Yatırım ortamını köstekler. Zaten demokrasi, hukuk ve bağlı olarak güven sorunu oluştuğu için doğrudan yabancı yatırım sermayesi gelmiyor. Yerli sermaye de çıkıyor. 2024 büyüme oranı da yüzde 3 gibi düşük bekleniyor.
Durgunluk toplam talebin düşmesi ve enflasyonun da düşmesine neden olur. Ancak bu defa da mal ve hizmet arzı daralırsa, ithalat artar. İthalatı finanse edecek döviz yoksa bu defa mal kıtlıkları, karaborsa başlar ve enflasyon artar. Yani Türkiye yeniden stagflasyona girer.
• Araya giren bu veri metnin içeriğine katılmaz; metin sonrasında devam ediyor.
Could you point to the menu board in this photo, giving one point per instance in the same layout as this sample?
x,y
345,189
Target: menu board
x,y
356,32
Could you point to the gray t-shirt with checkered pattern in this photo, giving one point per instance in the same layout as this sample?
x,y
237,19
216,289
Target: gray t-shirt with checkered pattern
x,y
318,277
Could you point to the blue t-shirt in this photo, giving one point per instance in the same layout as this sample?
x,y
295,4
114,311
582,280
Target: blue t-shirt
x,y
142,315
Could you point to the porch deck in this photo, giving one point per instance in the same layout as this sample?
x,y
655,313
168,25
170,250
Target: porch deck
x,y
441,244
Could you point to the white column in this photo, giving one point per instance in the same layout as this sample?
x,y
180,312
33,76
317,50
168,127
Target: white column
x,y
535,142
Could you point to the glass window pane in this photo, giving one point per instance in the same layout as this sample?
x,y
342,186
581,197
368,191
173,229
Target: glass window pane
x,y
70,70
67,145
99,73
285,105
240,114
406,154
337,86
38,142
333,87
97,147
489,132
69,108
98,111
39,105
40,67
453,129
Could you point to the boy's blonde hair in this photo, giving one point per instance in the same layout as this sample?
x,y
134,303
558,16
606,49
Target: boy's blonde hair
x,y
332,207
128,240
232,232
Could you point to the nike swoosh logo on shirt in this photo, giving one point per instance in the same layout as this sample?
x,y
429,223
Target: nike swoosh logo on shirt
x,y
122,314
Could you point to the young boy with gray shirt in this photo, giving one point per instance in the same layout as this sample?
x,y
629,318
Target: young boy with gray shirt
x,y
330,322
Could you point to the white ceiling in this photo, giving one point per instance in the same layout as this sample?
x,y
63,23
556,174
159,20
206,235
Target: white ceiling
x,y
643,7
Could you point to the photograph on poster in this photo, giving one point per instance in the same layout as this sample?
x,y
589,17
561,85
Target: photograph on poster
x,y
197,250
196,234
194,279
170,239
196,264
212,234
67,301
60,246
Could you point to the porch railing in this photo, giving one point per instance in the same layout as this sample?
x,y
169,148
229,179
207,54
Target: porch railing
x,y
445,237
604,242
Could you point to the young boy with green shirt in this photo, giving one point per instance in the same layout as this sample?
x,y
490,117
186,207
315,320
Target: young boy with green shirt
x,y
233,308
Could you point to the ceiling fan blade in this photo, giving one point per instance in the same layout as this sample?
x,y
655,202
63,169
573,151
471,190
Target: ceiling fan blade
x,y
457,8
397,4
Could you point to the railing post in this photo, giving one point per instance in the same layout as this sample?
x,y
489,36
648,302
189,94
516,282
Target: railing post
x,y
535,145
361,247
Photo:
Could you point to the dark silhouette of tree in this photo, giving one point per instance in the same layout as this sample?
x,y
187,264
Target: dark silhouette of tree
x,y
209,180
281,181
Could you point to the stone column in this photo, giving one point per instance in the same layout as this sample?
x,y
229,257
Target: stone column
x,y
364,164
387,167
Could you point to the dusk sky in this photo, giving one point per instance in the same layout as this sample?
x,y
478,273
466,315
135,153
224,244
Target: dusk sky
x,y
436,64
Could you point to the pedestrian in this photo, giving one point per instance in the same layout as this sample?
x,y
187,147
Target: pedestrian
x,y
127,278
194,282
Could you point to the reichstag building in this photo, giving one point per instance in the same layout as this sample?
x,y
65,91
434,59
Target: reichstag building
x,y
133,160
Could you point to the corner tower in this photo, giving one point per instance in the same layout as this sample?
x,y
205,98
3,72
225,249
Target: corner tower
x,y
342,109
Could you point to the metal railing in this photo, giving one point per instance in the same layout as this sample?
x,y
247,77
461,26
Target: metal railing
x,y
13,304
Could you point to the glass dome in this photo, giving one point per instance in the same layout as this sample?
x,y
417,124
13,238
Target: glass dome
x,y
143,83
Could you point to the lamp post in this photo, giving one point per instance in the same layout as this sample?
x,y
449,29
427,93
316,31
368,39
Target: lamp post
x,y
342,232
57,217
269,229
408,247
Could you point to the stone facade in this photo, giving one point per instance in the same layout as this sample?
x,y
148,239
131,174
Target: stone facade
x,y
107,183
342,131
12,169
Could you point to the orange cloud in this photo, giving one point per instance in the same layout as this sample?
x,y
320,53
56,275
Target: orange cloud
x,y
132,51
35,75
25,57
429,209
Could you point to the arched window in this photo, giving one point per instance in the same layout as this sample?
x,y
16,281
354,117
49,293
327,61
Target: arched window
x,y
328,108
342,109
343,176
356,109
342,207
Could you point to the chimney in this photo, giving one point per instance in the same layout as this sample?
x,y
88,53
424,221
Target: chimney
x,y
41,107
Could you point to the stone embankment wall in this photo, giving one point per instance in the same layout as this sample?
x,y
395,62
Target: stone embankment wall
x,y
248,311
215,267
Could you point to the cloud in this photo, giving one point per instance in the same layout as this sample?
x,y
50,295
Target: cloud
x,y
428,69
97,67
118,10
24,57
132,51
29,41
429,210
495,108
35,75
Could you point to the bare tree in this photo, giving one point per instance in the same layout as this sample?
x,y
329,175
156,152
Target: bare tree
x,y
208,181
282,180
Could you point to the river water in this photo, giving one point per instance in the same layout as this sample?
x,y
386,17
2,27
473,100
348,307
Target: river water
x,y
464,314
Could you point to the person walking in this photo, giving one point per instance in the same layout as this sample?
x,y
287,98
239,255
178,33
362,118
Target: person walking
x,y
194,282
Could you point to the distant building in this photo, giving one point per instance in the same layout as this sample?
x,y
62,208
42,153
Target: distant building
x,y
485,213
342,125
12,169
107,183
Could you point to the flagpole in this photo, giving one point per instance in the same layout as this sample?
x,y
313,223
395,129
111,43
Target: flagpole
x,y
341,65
Mal ve hizmet arzında daralma olursa, Türkiye ithalatın finansmanında zora girer mi?
Döviz sorunu Türkiye’nin yumuşak karnıdır. Türkiye döviz kazanamıyor, cari açık devam ediyor. Merkez Bankası’nın Mayıs ayı resmi rezervleri 126,8 milyar dolara çıktı ve fakat net yükümlülükleri de 155,5 milyar dolardır. Net rezerv eksi 28,6 milyar dolardır.
MB verilerine göre Türkiye’nin bir yıl içinde ödemesi gereken 227,5 milyar dolar dış borcu var. Bir yıl içinde tahminen 35 milyar dolar da cari açık verecek. Cari açığın finansmanında en iyi araç olan doğrudan yabancı yatırım sermayesi de gelmiyor. CDS oranı 300 altına düştü ve fakat hâlen Rusya ve Mısır’dan sonra dünyanın en riskli üçüncü ülkesidir.
Bu şartlarda Türkiye hem dış borçlarını çevirmekte, hem de ithalatın finansmanında zorlanacaktır. O zaman da mal arzı düşecek ve fiyatlar artacaktır.
Mamafih, Standart and Poor’s da 2024 yıl sonu TÜFE tahminini MB’den daha yüksek yüzde 55,8 olarak açıkladı. Merkez Bankası Piyasa Katılımcıları Anketi’nde yıl sonu enflasyon tahmini 44,16’dır.
2023 Mayıs ayında TÜFE oranı yüzde 0,04 olmuştu. MB anket sonuçlarına göre, bu sene aylık TÜFE oranları, Mayıs’ta 3,25, Haziran’da 3,00, Temmuz’da 2,54 olarak bekleniyor. Kalan 5 ayı da ortalama yüzde 3 dolayında kabul edersek ve şok sorunlar yaşamazsak, 2024 yıl sonu TÜFE oranı yüzde 50,8 olarak çıkıyor.